It’s always a hot topic of discussion, but the subject of concussion in rugby continues to overshadow the sport. More and more high-profile players are voicing their opinions on the protocol and regulation that surround concussion, which brings it even more into the spotlight. Gone are the days where it was seen as part and parcel of the game and now head injuries are at the top of the list when it comes to health and safety in rugby.
Players welfare is paramount, and statistics show, year upon year, that head injuries in rugby are occurring more often, highlighting the fact that something must be done. A recent campaign by the Welsh Rugby Union saw a document, compiled by Wales centre (and qualified doctor) Jamie Roberts and WRU medical officer Prav Mathema, launched in order to educate coaches, officials and players nationwide about the symptoms and importance of correctly treating concussion. But is this enough?
This subject was at the heart of a heated debate that derived from Florian Fritz’s injury earlier this year. In the fight for a Top 14 semi-final place against Racing Metro, the Toulouse centre smashed his head on the knee of Francois van der Merwe during the first half, leaving him on the floor for minutes. With blood streaming down his face, he stumbled to the sideline where he collapsed and was then assisted off into the medical room. Toulouse coach Guy Noves was seen talking to Fritz, evidently urging him to return to the match where his team were losing, before the dazed centre made his way back onto the pitch to play the rest of the half. This sparked controversy and commentators deemed it ‘bonkers’ for allowing a player who was obviously inadequate to play to carry on with such a serious injury. Without belittling the issue of the player’s health, it came as no surprise that Fritz was reluctant to play to his full ability, not going in for tackles or putting his head over the ball in fear of causing more injury. The resounding outcome of debates among the rugby community was that he should not have been allowed back on, and the act of what seems to be Noves insisting Fritz to return to play was unethical and dangerous.

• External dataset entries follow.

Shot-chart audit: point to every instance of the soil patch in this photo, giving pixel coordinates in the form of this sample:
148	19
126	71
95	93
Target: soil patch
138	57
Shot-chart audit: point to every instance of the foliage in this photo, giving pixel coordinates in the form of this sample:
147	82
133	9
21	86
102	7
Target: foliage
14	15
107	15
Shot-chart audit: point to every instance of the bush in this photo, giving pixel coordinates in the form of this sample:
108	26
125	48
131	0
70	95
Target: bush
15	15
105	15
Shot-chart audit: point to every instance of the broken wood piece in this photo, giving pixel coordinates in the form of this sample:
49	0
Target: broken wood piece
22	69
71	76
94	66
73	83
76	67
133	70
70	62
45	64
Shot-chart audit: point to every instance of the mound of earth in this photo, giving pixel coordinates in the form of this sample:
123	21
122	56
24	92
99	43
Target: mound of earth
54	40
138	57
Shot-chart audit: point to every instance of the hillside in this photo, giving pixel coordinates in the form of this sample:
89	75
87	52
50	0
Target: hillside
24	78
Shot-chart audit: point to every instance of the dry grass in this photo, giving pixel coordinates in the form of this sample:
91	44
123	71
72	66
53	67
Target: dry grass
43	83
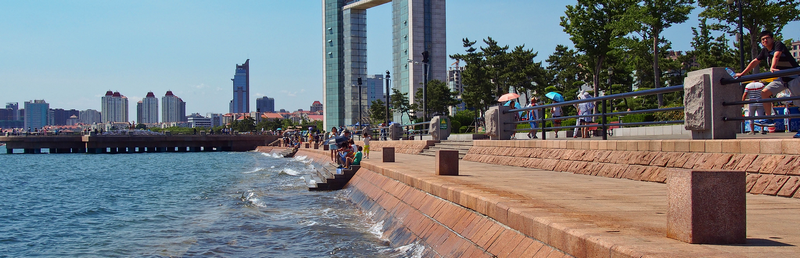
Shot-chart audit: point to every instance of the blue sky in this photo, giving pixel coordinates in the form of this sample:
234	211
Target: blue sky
70	53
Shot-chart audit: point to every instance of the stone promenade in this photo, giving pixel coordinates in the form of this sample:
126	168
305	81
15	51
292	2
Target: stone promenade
589	216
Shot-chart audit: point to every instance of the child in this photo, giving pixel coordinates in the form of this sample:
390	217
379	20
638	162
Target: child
367	137
556	112
355	160
753	92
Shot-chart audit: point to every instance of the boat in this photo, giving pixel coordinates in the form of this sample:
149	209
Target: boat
288	153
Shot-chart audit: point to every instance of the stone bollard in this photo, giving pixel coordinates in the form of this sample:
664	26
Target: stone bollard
388	154
703	110
706	206
446	162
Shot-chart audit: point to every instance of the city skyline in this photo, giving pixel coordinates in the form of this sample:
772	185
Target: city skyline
69	53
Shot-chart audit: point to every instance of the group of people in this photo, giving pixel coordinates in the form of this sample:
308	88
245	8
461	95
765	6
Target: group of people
344	151
778	57
584	110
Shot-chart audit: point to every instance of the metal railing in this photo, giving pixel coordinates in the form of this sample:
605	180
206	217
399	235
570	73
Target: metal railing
761	76
603	115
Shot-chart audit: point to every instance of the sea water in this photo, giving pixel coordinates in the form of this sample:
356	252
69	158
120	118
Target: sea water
222	204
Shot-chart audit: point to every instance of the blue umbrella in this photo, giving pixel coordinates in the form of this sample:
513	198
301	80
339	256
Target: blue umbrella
555	96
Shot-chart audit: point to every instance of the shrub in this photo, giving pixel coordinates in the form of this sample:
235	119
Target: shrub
454	125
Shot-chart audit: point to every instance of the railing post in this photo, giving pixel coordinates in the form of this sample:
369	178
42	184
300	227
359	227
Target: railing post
703	98
541	124
603	121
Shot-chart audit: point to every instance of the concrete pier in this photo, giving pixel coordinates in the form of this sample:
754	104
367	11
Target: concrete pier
133	143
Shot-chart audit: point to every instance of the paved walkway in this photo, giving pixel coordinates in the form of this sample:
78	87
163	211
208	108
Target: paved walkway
619	213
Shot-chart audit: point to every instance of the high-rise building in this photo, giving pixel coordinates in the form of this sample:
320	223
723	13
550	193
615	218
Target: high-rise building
374	88
265	104
13	108
418	26
147	109
59	116
89	116
316	106
114	107
241	89
10	116
36	114
173	109
455	84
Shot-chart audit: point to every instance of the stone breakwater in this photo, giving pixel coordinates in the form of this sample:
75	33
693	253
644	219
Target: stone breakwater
772	166
411	215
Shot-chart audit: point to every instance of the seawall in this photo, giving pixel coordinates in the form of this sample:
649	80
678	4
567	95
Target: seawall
444	228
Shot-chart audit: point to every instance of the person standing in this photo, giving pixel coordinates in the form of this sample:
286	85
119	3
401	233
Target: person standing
778	58
533	114
367	137
556	112
585	112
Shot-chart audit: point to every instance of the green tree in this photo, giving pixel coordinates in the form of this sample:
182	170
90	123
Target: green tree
478	91
593	28
523	73
401	104
565	68
440	98
649	18
757	15
709	51
377	112
496	60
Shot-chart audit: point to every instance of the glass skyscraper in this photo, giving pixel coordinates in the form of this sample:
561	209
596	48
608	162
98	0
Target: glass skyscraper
241	89
417	26
265	104
36	114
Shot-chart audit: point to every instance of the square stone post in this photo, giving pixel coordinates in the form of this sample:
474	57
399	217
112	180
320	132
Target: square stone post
388	154
702	101
446	162
499	123
706	206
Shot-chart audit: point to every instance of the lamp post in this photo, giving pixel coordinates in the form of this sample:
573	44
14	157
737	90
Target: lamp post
387	98
360	119
424	83
741	32
425	66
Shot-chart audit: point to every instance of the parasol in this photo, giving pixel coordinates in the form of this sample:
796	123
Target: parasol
555	96
507	97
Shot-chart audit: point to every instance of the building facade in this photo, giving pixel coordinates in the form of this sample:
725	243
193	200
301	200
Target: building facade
36	112
417	26
173	109
374	88
10	116
59	116
316	106
241	89
265	104
114	107
90	116
147	109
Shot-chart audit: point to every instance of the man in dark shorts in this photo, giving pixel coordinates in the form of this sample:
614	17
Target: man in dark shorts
778	58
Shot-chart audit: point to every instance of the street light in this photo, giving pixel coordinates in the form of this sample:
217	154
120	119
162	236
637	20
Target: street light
387	98
425	67
741	32
360	119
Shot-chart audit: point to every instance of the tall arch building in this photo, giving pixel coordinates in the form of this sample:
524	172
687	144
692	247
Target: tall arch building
417	26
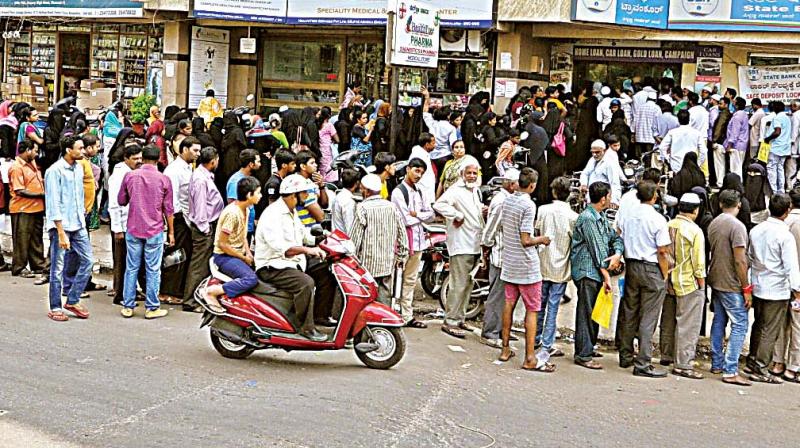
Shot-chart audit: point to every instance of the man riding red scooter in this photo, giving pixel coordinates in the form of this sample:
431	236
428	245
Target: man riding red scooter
279	312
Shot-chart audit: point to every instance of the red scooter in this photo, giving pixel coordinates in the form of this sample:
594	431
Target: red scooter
264	317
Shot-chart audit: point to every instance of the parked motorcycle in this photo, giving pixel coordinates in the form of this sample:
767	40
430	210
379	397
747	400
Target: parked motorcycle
264	317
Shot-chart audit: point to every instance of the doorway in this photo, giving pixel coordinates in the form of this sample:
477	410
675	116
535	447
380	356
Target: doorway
73	56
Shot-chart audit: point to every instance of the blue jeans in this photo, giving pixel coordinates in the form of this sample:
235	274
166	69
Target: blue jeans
728	306
546	327
153	249
82	252
244	278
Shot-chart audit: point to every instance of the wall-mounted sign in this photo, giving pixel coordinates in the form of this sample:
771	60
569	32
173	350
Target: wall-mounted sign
641	13
267	11
415	39
71	8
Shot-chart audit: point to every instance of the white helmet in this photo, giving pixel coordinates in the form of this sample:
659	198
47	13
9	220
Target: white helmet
295	183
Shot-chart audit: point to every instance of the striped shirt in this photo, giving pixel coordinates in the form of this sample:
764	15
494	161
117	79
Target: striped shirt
379	236
520	264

Lewis Moody is probably one of the better-known faces to be backing the campaign of highlighting concussion in sport. He has already said that he is donating his brain to medical science when he dies so that research can be carried out to further the knowledge of the effects of concussion after playing rugby for years. Moody admitted that he has lost count of the number of times he has sustained a serious head injury, and hopes that more can be done to promote the seriousness of concussion, sooner rather than later. Another high-profile name to comment on this is Alex Corbisiero, who revealed:
“Our concussion protocols can be laughable at times. Cogsport (the computerised test used to assess an injured player’s fitness to resume rugby) is the last hurdle people need to go through, but you can pass that concussed or not concussed. I don’t think it’s an acceptable guideline.”
Scientists at the University of Birmingham have discovered a way of diagnosing concussion by a breath test. So far, the only way of truly knowing whether the brain had sustained trauma was by having a brain scan or full assessment by a specialist. Now it has been found that chemicals, which are released by the brain shortly after injury, go into the bloodstream and then the molecules enter the lungs, meaning they can be detected in a breath. The test would be a quick solution to initially determine if a player can continue or whether they should remain on the sidelines. Yet to go through more tests on athletes, it could be a while before anything like this is used widely amongst the sport, but it gives hope that work is being done to tackle this issue.
On the RFU’s website, it states that studies have shown that professional players, on average, get concussion one in every six games among all the players involved. At amateur level, the rate drops to one in every 21 games. This might not sound much, but it can quickly increase depending on how much contact is done in training. The Rugby Players Association said they wanted clubs to lower the amount of contact training done from game to game, as well as have designated resting periods between seasons. However, with international games reducing the time some players have out of season, can the latter request by the RPA ever be met?
This leads onto the case of England’s Geoff Parling, who has recently had a run of concussion related injuries. He missed out on this year’s Six Nations tournament and took a blow to the head during Leicester Tigers’ pre-season friendly against Edinburgh. The British and Irish Lions lock was rested for three weeks before playing two matches, one of them being last week’s emphatic defeat to Bath where he was taken off with another head injury. Now, fears are that he could be forced to retire, like many other professionals in the past, due to the repeated bouts of concussion. Tigers’ Director of Rugby, Richard Cockerill disclosed that despite hopes for Parling to make a full recovery, he may be out for some time:
“The bigger picture is Geoff’s well-being more than playing.”
It is safe to say there is a lot more research to be done, but having advanced from the times where it was taken quite lightly, there is optimism that everyone, not just in rugby but throughout sport in general, can be more educated on concussion and the importance of correct protocol. Undoubtedly, an athlete’s welfare is fundamental and should come before any game.